I would like to see an LZW compression option for TIFF output, especially when saving animation frames.  Hundreds of 1080 resolution TIFF images can use up a few Gigabytes on a hard drive. 

I don't like to use JPG format because Keyshot compresses the images too much.  I'll render as a TIF or PNG and convert them to JPG in Photoshop with the quality slider set to max.

Mike  :o

Abigail111

Hi there.
To be honestly,i have never compress tiff files or convert tiff to jpeg using LZW.I never hear of that one.I usually do the tiff compressing using a tiff processing add-on which i have paid some money.
Although it's not free,but it's safe and effective.

lucywill

#2
you can use a an image converter to convert jpeg to tiff or to png and then use a tiff control to compress the image , if you don't like jpeg.

andy.engelkemier

So if you are having a noticeable compression issue with jpeg, then you've probably got to change that. I believe it's linked to the screen grab preference. Set that to 100% and you shouldn't notice a difference. If you compare that jpeg to the same jpeg that photoshop would save you don't notice a difference.
That being said, there IS a difference. But you won't see it in prints or edits unless you change the brightness more than 2 stops, and that's only for very saturated colors.

PNG has better compression than jpg, but they are also not as small. But they are Much smaller than tiffs.
LZW also must be licensed. That's why not everything supports it.

Your best bet for animation is png if you're using after effects, unless you want 32bit for some cool relighting effects (which will also grind your previews to a snails pace).

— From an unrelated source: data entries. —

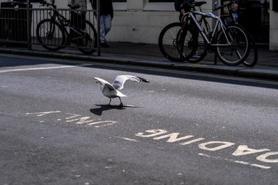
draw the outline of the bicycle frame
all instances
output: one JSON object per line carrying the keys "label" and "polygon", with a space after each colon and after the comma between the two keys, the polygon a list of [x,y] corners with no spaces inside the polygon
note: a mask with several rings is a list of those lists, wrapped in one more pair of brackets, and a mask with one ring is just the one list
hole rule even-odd
{"label": "bicycle frame", "polygon": [[83,30],[82,30],[81,29],[79,29],[79,30],[77,30],[74,29],[74,28],[72,28],[70,26],[70,21],[68,19],[67,19],[58,11],[57,11],[56,10],[56,6],[51,6],[51,7],[52,7],[52,8],[51,8],[50,10],[53,10],[53,13],[51,13],[51,12],[50,12],[49,13],[49,15],[51,17],[51,20],[53,21],[56,21],[58,20],[60,25],[63,26],[62,28],[63,28],[65,33],[67,34],[67,37],[68,37],[70,35],[70,34],[69,34],[68,31],[67,30],[67,29],[65,28],[65,27],[69,28],[70,30],[73,30],[74,33],[76,33],[76,34],[78,34],[79,35],[79,37],[74,37],[75,39],[81,38],[83,37],[83,35],[81,33],[81,32],[82,32],[83,33],[84,33],[85,32]]}
{"label": "bicycle frame", "polygon": [[[208,39],[208,38],[207,37],[207,36],[206,35],[206,34],[204,33],[204,31],[203,30],[202,28],[201,27],[201,26],[199,25],[198,21],[197,20],[195,15],[200,15],[202,17],[204,17],[205,18],[211,18],[213,19],[216,19],[216,24],[214,26],[213,28],[213,33],[211,35],[211,39]],[[212,13],[206,13],[206,12],[199,12],[199,11],[193,11],[193,12],[186,12],[183,15],[183,18],[181,20],[186,21],[188,17],[191,18],[192,20],[193,20],[194,24],[196,25],[196,26],[197,27],[199,32],[201,33],[202,36],[203,37],[203,38],[204,39],[205,42],[206,42],[206,44],[208,44],[210,46],[231,46],[231,42],[229,41],[228,39],[228,36],[227,35],[226,33],[226,28],[223,24],[223,22],[221,20],[221,18],[218,16],[216,16]],[[225,35],[226,37],[226,40],[227,42],[227,44],[213,44],[213,41],[215,37],[216,33],[218,33],[218,28],[220,28],[220,29],[222,29],[224,32],[224,34]]]}

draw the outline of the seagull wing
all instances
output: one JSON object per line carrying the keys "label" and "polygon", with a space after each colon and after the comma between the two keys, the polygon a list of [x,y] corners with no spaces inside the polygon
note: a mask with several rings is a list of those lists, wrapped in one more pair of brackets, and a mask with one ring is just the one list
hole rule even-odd
{"label": "seagull wing", "polygon": [[131,76],[131,75],[120,75],[117,76],[115,78],[112,85],[115,87],[115,89],[117,90],[122,89],[124,88],[124,85],[126,80],[131,80],[133,82],[149,82],[148,80],[142,78],[141,77]]}
{"label": "seagull wing", "polygon": [[122,94],[120,91],[117,91],[111,83],[106,80],[101,79],[100,78],[94,78],[95,80],[97,80],[101,83],[102,88],[102,94],[108,98],[115,98],[115,97],[124,97],[126,95]]}

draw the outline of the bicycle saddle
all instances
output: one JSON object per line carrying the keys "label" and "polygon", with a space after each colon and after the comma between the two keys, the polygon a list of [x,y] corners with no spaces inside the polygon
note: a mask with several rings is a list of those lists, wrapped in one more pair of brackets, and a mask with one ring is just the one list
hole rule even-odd
{"label": "bicycle saddle", "polygon": [[71,4],[68,4],[67,6],[70,7],[70,9],[72,9],[72,10],[75,10],[75,9],[80,8],[80,6],[79,6],[79,5],[72,6]]}
{"label": "bicycle saddle", "polygon": [[194,1],[192,3],[195,6],[201,6],[203,4],[206,4],[206,1]]}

One thing to recommend for this is to use something like fast stone image resizer. You can just select all of your tiff files and resave them with lzw or zip compression. It's free for personal use, or something like 20 bucks. I did that at my last job. I'd just have it pound through a couple hundred images over lunch and folders would drop for 20GB down to something like 1.5

rudenaggar



Use LZMA 2 unless you are looking to extract the archive on a system that cannot deal with LZMA 2 archives. Generally speaking most modern compression algorithms give roughly the same compression, and with regard to the number of cores that you can use at once, it is up to you to decide how many you want to use. Generally speaking (unless you are creating large archives) there is no reason to need more than one though. In addition, with multiple cores doing the compression, the bottleneck may become the hard drive.



Unlike the DEFLATE algorithm, 7-Zip's LZMA uses solid compression by default, which takes advantage of inter-file redundancy. This will work with default settings as long as the files are small enough. With the default settings of 2 GB for Solid Block size, a 16 GB file is actually compressed as 8 separate chunks. As @Breakthorugh already said, the dictionary gets generated on the fly. You can verify this empirically by setting Solid Block size to Solid (compress all files at once) and Non-solid (compress each file separately). Increasing the Solid Block size will actually result in a slow-down, but it may result in a much better compression ratio. For example, compressing two identical files will result in an archive almost twice as big with non-solid compression.

Nag

multitech

Thanks for the replies guys.  I've been using PNG files for a while now.  They seem to be the best balance of quality and file size for me.